At the time the Maverick debuted, westerns were the most popular genre on television. Maverick stood in sharp contrast to most of the westerns of the time. In other TV series, gunplay was the preferred method of conflict resolution. Bret Maverick, and in time his brother Bart, were both as the “maverick” moniker implies, “loners… pursuing potentially disruptive ideas or policies.” Generally outnumbered and in the minority, they were reluctant gunfighters, preferring any and all other methods of reaching accommodation with their fellow man (and woman).
A bias favoring confrontation and conflict? That calls to mind politics in today’s Washington, on every subject from foreign policy to jobs to immigration to education. It’s not entirely dissimilar even for scientific disputes, and, closer to home, dustups over meteorological topics ranging from climate change to water resource management to air quality and more. Gunplay is not involved, but the atmosphere is just about that toxic. Meteorologists (who, historically as individuals or a class have not demonstrated any particular combat readiness) are constantly invited to enter the noisy fray.
An approach based on raised voices is unlikely to work well for meteorologists. The numbers tell the story. The American Meteorological Society can claim some 13,000 members; the American Geophysical Union, perhaps 60,000. Together both societies hold net assets totaling about $50M. By contrast, AARP membership is 1,000,000 – in the state of Virginia alone. Total membership is 37M million. And these senior-citizen members vote. AARP has $3B in the bank. Small wonder that when it comes to advocacy and lobbying, AARP and other similarly-large pressure groups favor contests to see who can yell the loudest.

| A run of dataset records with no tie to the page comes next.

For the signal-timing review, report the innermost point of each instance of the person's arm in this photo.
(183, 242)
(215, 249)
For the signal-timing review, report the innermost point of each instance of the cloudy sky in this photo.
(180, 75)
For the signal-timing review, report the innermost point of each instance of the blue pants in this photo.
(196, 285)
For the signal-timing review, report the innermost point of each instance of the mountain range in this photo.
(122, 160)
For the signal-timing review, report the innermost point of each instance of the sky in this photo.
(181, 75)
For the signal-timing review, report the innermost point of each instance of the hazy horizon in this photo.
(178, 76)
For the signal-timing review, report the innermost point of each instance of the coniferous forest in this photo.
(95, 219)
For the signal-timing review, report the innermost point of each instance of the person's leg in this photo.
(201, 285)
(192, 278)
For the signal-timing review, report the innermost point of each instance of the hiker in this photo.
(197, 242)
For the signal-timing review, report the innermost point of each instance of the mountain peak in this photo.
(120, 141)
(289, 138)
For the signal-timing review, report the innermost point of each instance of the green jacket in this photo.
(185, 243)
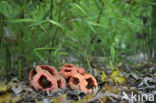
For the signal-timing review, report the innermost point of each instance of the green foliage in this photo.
(49, 30)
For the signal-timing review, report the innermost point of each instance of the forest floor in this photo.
(125, 84)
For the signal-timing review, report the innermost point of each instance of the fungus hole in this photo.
(90, 84)
(59, 83)
(69, 66)
(43, 82)
(67, 70)
(68, 79)
(50, 70)
(75, 81)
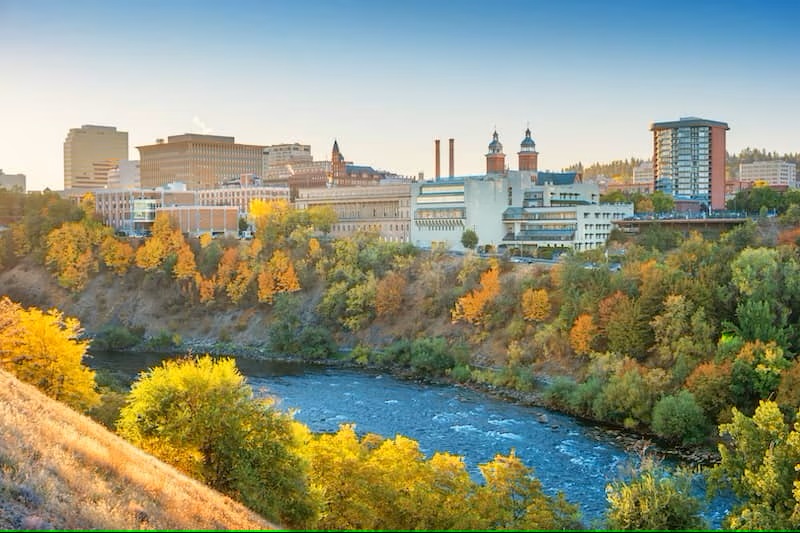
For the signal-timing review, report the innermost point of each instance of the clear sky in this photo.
(386, 78)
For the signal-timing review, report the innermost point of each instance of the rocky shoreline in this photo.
(631, 441)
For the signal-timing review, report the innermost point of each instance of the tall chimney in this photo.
(452, 160)
(438, 165)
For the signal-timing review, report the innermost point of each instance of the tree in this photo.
(582, 335)
(116, 255)
(200, 415)
(662, 202)
(277, 276)
(43, 348)
(389, 294)
(469, 239)
(684, 337)
(758, 461)
(653, 500)
(535, 305)
(471, 307)
(679, 419)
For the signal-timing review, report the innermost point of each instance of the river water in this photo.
(566, 454)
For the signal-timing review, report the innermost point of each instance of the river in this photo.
(566, 454)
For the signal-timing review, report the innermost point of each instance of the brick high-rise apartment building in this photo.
(689, 160)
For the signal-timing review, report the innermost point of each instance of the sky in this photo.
(387, 78)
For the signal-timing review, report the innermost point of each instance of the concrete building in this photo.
(558, 217)
(283, 154)
(689, 160)
(125, 175)
(522, 210)
(12, 182)
(199, 161)
(776, 173)
(303, 174)
(383, 208)
(133, 211)
(89, 153)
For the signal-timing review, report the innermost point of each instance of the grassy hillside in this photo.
(61, 470)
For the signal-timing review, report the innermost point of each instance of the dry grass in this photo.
(61, 470)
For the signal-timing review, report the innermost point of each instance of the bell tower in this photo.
(495, 158)
(528, 156)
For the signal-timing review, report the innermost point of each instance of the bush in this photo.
(114, 338)
(679, 418)
(164, 340)
(431, 356)
(315, 342)
(460, 373)
(559, 392)
(200, 416)
(655, 500)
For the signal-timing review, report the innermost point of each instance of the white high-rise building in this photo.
(12, 182)
(90, 152)
(773, 173)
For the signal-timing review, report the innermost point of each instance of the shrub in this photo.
(679, 418)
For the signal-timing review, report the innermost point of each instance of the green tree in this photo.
(662, 202)
(679, 419)
(759, 456)
(200, 416)
(469, 239)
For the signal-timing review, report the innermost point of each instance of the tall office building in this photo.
(689, 160)
(12, 182)
(199, 161)
(90, 152)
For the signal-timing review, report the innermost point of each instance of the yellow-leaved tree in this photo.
(43, 348)
(116, 255)
(277, 276)
(165, 240)
(535, 305)
(471, 307)
(582, 335)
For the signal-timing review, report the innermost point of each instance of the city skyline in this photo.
(385, 80)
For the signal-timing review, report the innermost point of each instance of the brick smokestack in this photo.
(452, 158)
(438, 162)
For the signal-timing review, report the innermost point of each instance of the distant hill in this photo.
(61, 470)
(751, 155)
(622, 169)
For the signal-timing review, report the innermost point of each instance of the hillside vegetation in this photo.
(61, 470)
(683, 336)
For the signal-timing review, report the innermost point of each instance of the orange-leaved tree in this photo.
(535, 305)
(472, 306)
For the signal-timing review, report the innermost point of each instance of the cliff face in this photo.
(152, 302)
(61, 470)
(157, 304)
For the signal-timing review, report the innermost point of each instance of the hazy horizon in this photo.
(386, 79)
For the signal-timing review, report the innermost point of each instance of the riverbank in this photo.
(633, 442)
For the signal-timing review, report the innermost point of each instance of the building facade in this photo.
(689, 160)
(383, 208)
(775, 173)
(520, 210)
(199, 161)
(90, 152)
(282, 154)
(133, 211)
(125, 175)
(12, 182)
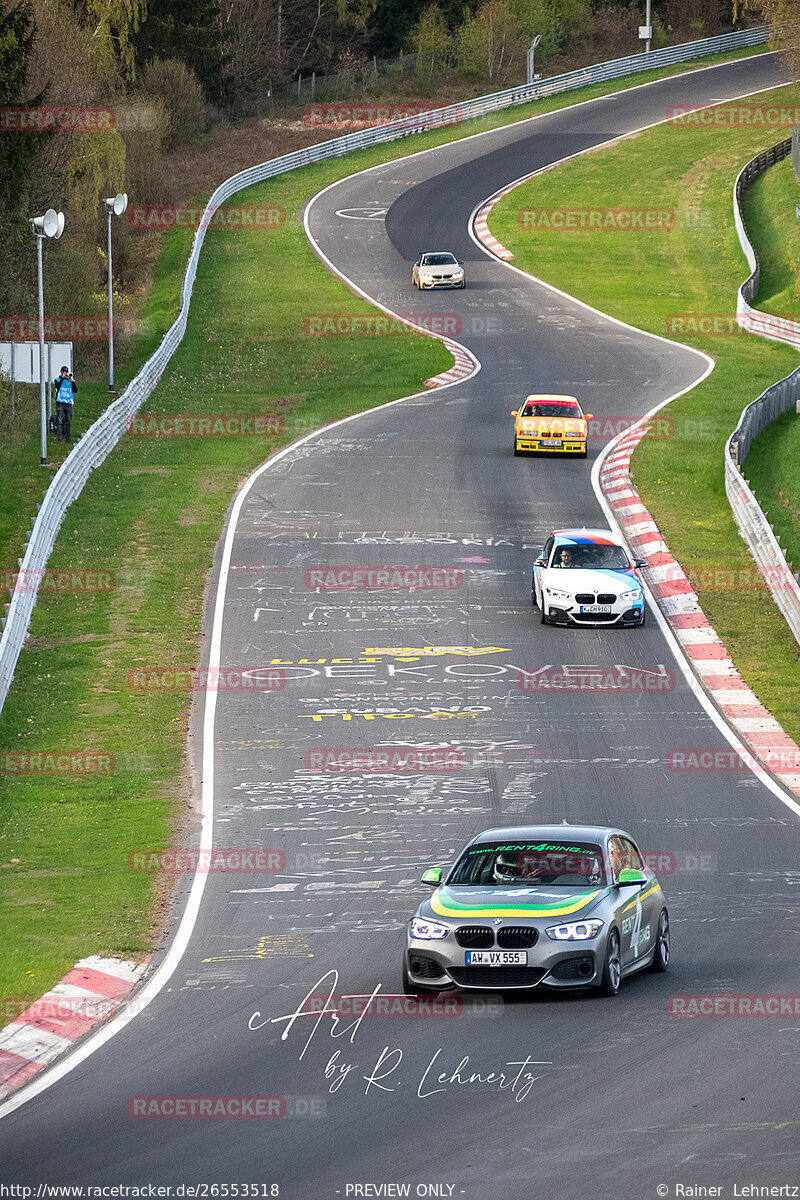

The AMS and other scientific and professional societies might therefore do well to adopt the amiable, meaning-no-one-any-harm Maverick brothers approach. That doesn’t mean being a pushover. It doesn’t mean failure to act in self-preservation. But it does mean a posture of good will, and full use of intellect, not in an attempt to be sly, but rather to be conciliatory, and from that foundation build collaboration and partnership. And it does mean swearing off belligerence.
Professional societies following this approach may initially be seen as mavericks in the sense of the word’s western roots. But the original TV series quickly won over audiences by being different in this way. Turned out the audiences didn’t want unceasing gunplay; they wanted adult entertainment. And Maverick thus spawned a lot of imitators. Meteorological advocacy, played out this way, might prove similarly successful, and might become widely imitated… making for a better world.